Tony Garnock-Jones <you.can.find.me.through@google.easily> wrote:
+---------------
| Geoffrey Summerhayes wrote:
| > RFC 822:
|
| Does 2822 make things any simpler?
+---------------
Possibly a little bit, but not in any significiant way in the area
I think you're asking about. RFC 2822 introduced the "dot-atom"

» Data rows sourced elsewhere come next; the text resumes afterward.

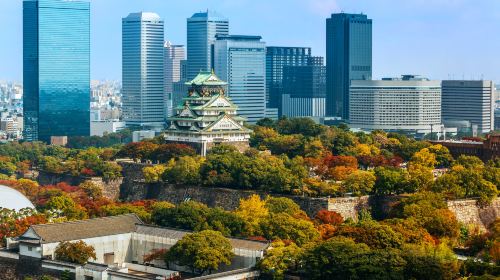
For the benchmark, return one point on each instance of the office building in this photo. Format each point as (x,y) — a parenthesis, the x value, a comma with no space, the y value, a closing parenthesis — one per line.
(201,31)
(408,104)
(241,60)
(348,57)
(142,70)
(207,117)
(56,69)
(304,91)
(469,101)
(276,59)
(174,57)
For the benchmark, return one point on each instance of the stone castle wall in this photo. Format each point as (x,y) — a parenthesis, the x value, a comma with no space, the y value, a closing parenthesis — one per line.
(132,187)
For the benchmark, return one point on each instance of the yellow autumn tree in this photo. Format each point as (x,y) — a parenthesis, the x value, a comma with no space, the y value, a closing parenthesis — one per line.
(253,210)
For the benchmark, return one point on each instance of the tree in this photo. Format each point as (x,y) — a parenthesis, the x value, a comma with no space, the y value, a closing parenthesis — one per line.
(390,180)
(186,171)
(329,217)
(424,158)
(188,215)
(359,183)
(282,205)
(75,252)
(253,210)
(153,174)
(341,258)
(429,262)
(91,189)
(279,259)
(203,251)
(285,227)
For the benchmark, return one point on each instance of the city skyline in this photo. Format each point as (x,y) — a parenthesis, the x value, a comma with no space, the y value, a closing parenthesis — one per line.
(435,29)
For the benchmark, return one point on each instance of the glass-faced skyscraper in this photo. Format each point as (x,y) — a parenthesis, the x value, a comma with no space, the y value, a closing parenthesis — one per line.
(348,57)
(241,60)
(201,31)
(142,70)
(56,68)
(276,59)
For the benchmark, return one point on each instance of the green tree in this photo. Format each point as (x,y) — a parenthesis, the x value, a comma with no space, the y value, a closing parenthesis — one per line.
(390,180)
(341,258)
(359,182)
(75,252)
(91,189)
(203,252)
(279,259)
(285,227)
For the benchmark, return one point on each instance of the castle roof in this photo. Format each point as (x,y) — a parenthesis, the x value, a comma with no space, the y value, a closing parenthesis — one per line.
(206,78)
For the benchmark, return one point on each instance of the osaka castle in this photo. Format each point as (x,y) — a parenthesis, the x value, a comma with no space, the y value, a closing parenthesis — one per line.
(207,117)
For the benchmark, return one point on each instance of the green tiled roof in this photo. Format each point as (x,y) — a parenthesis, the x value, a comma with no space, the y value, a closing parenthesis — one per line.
(206,78)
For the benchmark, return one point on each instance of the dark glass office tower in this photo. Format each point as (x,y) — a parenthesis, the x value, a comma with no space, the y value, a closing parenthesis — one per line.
(348,57)
(56,68)
(276,59)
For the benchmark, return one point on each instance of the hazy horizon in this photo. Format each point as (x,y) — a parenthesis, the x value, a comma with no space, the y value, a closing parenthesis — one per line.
(444,39)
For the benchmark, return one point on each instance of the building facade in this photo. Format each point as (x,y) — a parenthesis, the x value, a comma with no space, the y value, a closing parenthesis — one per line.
(241,61)
(304,91)
(410,104)
(174,55)
(348,57)
(207,117)
(201,31)
(471,101)
(276,59)
(56,69)
(142,70)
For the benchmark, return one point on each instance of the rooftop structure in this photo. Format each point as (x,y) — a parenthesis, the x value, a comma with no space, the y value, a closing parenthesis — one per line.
(207,116)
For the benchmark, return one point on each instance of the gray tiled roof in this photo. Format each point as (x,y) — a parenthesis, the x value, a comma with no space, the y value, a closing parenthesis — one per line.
(84,229)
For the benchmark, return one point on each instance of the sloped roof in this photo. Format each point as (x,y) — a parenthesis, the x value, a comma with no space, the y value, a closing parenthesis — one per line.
(237,243)
(83,229)
(206,78)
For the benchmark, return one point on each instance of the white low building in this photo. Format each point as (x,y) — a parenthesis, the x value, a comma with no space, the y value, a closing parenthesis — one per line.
(120,244)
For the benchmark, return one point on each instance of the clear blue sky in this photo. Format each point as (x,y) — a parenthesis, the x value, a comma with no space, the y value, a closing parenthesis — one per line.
(437,38)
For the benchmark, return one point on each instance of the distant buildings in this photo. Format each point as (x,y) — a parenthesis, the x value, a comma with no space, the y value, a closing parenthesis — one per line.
(276,59)
(304,90)
(142,70)
(409,104)
(174,57)
(241,60)
(471,102)
(207,117)
(201,31)
(348,57)
(56,68)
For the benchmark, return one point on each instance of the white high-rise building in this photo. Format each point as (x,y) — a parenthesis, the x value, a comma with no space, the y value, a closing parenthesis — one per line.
(241,60)
(174,55)
(409,104)
(201,31)
(142,70)
(469,101)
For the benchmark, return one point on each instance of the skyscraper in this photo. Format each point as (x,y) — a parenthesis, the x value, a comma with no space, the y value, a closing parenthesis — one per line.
(470,101)
(348,57)
(201,31)
(174,55)
(276,59)
(304,89)
(142,70)
(241,60)
(56,68)
(411,104)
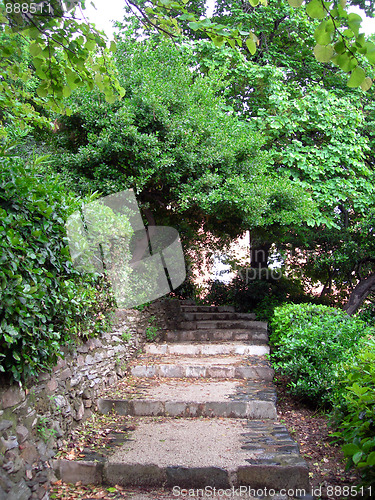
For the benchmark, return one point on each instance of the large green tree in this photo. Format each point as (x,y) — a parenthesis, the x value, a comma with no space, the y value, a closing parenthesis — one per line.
(318,132)
(192,164)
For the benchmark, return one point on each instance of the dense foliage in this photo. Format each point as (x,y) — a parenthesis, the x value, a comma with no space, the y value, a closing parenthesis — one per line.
(193,164)
(355,412)
(310,344)
(256,293)
(45,302)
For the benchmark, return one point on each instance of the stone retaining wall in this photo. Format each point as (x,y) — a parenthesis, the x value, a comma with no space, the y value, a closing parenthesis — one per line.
(34,420)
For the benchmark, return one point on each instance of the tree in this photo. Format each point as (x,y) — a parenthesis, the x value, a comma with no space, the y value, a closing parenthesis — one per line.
(338,36)
(58,54)
(193,165)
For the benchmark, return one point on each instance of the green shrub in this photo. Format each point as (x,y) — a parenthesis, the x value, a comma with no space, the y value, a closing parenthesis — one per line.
(354,414)
(310,344)
(45,302)
(250,292)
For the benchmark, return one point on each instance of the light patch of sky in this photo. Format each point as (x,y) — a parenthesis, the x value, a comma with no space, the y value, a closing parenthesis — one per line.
(108,11)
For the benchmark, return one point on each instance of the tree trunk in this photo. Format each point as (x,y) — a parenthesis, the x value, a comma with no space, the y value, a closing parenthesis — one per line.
(359,294)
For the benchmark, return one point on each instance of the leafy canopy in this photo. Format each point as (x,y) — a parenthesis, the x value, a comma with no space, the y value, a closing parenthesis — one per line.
(338,36)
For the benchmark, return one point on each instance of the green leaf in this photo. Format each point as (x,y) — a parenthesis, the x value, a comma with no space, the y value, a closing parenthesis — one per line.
(357,77)
(354,22)
(350,449)
(340,47)
(371,459)
(370,54)
(323,53)
(194,26)
(218,41)
(366,84)
(42,90)
(67,91)
(357,457)
(35,49)
(90,45)
(250,44)
(346,62)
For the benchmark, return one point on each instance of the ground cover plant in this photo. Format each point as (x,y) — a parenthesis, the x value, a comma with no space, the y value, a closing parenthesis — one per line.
(310,344)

production which simplified the description of when periods were
allowed in unquoted local-parts:
Some of the structured header field bodies also allow the period
character (".", ASCII value 46) within runs of atext. An additional
"dot-atom" token is defined for those purposes.
...
atom = [CFWS] 1*atext [CFWS]
dot-atom = [CFWS] dot-atom-text [CFWS]
dot-atom-text = 1*atext *("." 1*atext)
Both atom and dot-atom are interpreted as a single unit, comprised of
the string of characters that make it up. Semantically, the optional
comments and FWS surrounding the rest of the characters are not part
of the atom; the atom is only the run of atext characters in an atom,
or the atext and "." characters in a dot-atom.

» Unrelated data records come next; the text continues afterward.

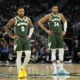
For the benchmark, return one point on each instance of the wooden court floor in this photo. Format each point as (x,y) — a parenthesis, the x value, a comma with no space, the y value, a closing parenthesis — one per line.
(39,72)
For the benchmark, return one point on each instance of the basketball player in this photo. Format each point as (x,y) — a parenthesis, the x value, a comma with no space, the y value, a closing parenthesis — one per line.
(21,38)
(56,35)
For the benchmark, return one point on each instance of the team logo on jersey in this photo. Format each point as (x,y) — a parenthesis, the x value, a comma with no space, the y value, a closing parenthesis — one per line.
(22,23)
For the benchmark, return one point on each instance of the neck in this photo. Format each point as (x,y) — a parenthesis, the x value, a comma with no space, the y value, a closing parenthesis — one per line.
(55,14)
(20,17)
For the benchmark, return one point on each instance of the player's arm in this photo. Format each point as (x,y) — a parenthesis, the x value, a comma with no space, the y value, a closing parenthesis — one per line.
(8,26)
(65,24)
(31,28)
(41,21)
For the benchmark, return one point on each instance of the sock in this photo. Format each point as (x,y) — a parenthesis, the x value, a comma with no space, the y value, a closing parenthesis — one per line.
(18,60)
(54,58)
(61,57)
(27,58)
(61,66)
(53,54)
(61,54)
(54,65)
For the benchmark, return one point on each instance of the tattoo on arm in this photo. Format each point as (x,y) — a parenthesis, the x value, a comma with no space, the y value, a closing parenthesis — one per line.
(9,25)
(30,22)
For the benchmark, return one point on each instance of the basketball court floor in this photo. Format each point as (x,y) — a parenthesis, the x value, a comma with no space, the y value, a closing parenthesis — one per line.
(39,72)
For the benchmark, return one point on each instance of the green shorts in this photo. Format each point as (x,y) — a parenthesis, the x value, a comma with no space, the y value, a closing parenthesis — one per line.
(55,41)
(21,44)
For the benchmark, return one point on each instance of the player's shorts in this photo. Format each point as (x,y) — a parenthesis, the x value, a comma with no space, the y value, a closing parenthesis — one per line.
(21,44)
(55,41)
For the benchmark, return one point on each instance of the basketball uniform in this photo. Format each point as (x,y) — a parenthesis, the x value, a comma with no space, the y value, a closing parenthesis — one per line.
(21,29)
(55,40)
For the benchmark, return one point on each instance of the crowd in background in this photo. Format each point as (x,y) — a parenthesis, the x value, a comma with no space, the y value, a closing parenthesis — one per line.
(40,53)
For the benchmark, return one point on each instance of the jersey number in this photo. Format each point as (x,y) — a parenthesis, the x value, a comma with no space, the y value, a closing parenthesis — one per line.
(56,24)
(22,28)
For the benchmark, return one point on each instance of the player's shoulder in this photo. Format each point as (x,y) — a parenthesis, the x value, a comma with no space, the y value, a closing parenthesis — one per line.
(61,14)
(12,20)
(47,15)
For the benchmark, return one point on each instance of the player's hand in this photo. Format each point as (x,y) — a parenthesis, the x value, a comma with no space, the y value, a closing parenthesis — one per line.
(15,36)
(50,32)
(28,37)
(63,34)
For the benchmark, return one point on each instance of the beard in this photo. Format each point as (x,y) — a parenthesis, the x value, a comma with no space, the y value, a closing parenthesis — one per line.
(21,15)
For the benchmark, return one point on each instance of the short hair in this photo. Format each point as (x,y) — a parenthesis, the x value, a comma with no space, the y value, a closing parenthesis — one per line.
(20,8)
(54,5)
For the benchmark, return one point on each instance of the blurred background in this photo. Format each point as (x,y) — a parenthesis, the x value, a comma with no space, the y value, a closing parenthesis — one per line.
(36,9)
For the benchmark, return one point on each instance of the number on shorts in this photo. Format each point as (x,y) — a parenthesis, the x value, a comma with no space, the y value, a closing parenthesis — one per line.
(56,24)
(22,28)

and then "addr-spec" was tweaked to use "dot-atom":
3.4.1. Addr-spec specification
An addr-spec is a specific Internet identifier that contains a
locally interpreted string followed by the at-sign character ("@",
ASCII value 64) followed by an Internet domain. The locally
interpreted string is either a quoted-string or a dot-atom. If the
string can be represented as a dot-atom (that is, it contains no
characters other than atext characters or "." surrounded by atext
characters), then the dot-atom form SHOULD be used and the
quoted-string form SHOULD NOT be used. Comments and folding white
space SHOULD NOT be used around the "@" in the addr-spec.
addr-spec = local-part "@" domain
local-part = dot-atom / quoted-string / obs-local-part
domain = dot-atom / domain-literal / obs-domain
domain-literal = [CFWS] "[" *([FWS] dcontent) [FWS] "]" [CFWS]

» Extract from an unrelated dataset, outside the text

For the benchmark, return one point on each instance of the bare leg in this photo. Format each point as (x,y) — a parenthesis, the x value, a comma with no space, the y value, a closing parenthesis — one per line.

dcontent = dtext / quoted-pair
dtext = NO-WS-CTL / ; Non white space controls
%d33-90 / ; The rest of the US-ASCII
%d94-126 ; characters not including "[",
; "]", or "\"
Also, the "route" syntax in a "addr-spec" was deprecated, see
"4.4 Obsolete Addressing" and the "obs-angle-addr" production.
Finally, "CFWS" [comment and/or folding-white-space] was removed
from being allowed around the dots within a "word" and around the
"@" between a "local-part" and a "domain". [I think. If I'm reading
"4.4" correctly.]
Unfortunately, while these simplifications apply to what you may *send*,
they do *NOT* apply to what you must still be prepared to *receive*:
3.1. Introduction
...
In some of the definitions, there will be nonterminals whose names
start with "obs-". These "obs-" elements refer to tokens defined in
the obsolete syntax in section 4. In all cases, these productions
are to be ignored for the purposes of generating legal Internet
messages and MUST NOT be used as part of such a message. However,
when interpreting messages, these tokens MUST be honored as part of
the legal syntax. In this sense, section 3 defines a grammar for
generation of messages, with "obs-" elements that are to be ignored,
while section 4 adds grammar for interpretation of messages.
This means that you must still be prepared to *parse* all the
old, ugly syntax, which means that it's really no simplification
at all, practically speaking. (*sigh*)
-Rob
-----
Rob Warnock <rpw3@rpw3.org>
627 26th Avenue <URL:http://rpw3.org/>
San Mateo, CA 94403 (650)572-2607